Le Jeu de la dame une histoire complètement fictive, il n’y a pas un seul vrai joueur d’échecs parmi les adversaires de l’Américaine. Cependant, les personnages ont des prototypes assez proches, Borgov ne faisant pas exception. Alors, qui se cache derrière le personnage du grand maître soviétique ?

Boris Spasski

L'option la plus probable est le 10e champion du monde d'échecs et double champion d'URSS Boris Spasski. Les fans d'échecs ont immédiatement décelé son approche dans les caractéristiques et les tactiques de Borgov. Spasski était célèbre pour son habileté technique de fin de partie, et déconcertait également ses adversaires avec sa version secrète de la défense sicilienne (Beth est informée de ces « pièges » alors qu'elle se prépare pour le match l’opposant à Borgov). Tout comme Borgov, Spasski est célèbre pour sa confrontation avec un Américain - la légendaire « star » des échecs Bobby Fischer. Leur rencontre de 1972 a été qualifiée de « match du siècle » entre l'URSS et les États-Unis.

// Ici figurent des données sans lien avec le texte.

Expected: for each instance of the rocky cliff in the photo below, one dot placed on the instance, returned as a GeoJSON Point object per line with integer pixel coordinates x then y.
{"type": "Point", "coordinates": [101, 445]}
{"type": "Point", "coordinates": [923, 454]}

Bobby Fischer et Boris Spasski

Spasski a commencé à jouer à l'âge de 5 ans, dans un orphelinat, où lui et ses frères ont vécu pendant un certain temps pendant le Seconde Guerre mondiale. Avec la fin de la guerre, le garçon, comme envoûté, se rend au pavillon d'échecs du parc et y disparaît du matin au soir. En à peine un an, il obtient le titre de joueur de 1re catégorie, devenant ainsi le plus jeune sportif de première classe du pays. « L'un des problèmes des échecs pour les enfants est leur énorme fardeau émotionnel. Je rentrais à la maison et je m’effondrais littéralement. Et le lendemain matin, j'étais sûr d'être en retard à l'école », se souvient-il.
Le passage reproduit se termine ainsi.